NEUOPHYSIOLOGICAL CHANGES AFTER UPPER AND LOWER LIMB GRADED EXERCISE TESTING.

Abstract

Aerobic exercise, including graded exercise testing (GXT), may cause neurophysiological changes of circuits in the primary motor cortex (M1) related to mechanisms of fatigue and/or plasticity. Investigating M1 inhibitory circuit changes over time in exercising compared to non-exercising muscles after GXT of the upper limbs (UL) and lower limbs (LL) may distinguish between different post-exercise mechanisms. PURPOSE: To evaluate M1 inhibitory circuit changes resulting from UL and LL GXT and determine their associations with fitness. METHODS: Six healthy subjects (30 ± 6 yrs) participated.

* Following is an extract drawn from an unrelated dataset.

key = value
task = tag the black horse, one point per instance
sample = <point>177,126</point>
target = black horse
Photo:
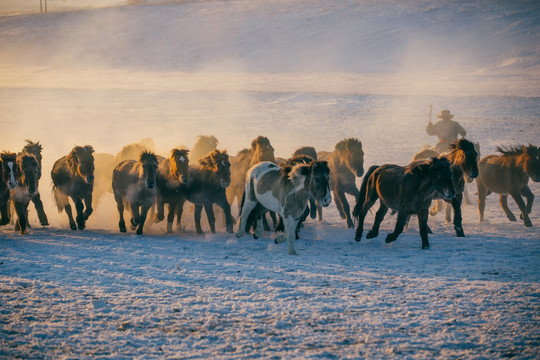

Transcranial Magnetic Stimulation (TMS), Peripheral Nerve Stimulation (PNS), and Electromyography (EMG) were used for neurophysiological testing. Gas analysis was performed to evaluate VO2max (UL: 24.2 ± 4.8, LL: 35.1 ± 5.9 mL/kg/min) during GXTs. Surface electrodes were placed over the first dorsal interosseous (FDI) and tibialis anterior (TA) muscles. Measures of M1 and M1-related afferent inhibition included cortical silent period (CSP) and short-latency afferent inhibition (SAI), respectively. SAI inter-stimulus intervals (ISI) between PNS and TMS stimulations were 21-23ms (UL), and 32-35ms (LL). TMS coil orientation (CO) was altered between posterior-anterior (PA) and anterior-posterior (AP) for both measures of CSP and SAI. CSP and SAI were taken 0-45 min (POST1) and 45-90 min (POST2) post-exercise and compared to pre-exercise. Repeated measures ANOVAs were performed to evaluate effects of exercise type, CO, time, and ISI. RESULTS: CSP decreased at POST1 and increased at POST2 in FDI (97.9 ± 1.2% vs. 104.5 ± 2.5%, p < 0.05) with a trend toward significance in TA (99.3 ± 2.5% vs. 103.5 ± 4.9%, p = 0.19). Although SAI was found for the TA at 32ms (p<0.05) and FDI at 21-23ms (p < 0.05), the interaction of exercise type, CO, and ISI did not reach significance after Huynh-Feldt correction (FDI: p = 0.10, TA: p = 0.10). Univariate linear regression of VO2max and SAI revealed a potential relationship reliant on exercise type and CO (UL: R2 = 0.91, LL: R2 = 0.68). CONCLUSIONS: Changes in CSP suggest that exercise may cause early disinhibition followed by greater inhibition in M1 while changes in SAI may be influenced by fitness levels. Collectively, the results support UL and LL GXTs cause measurable M1 neurophysiological changes.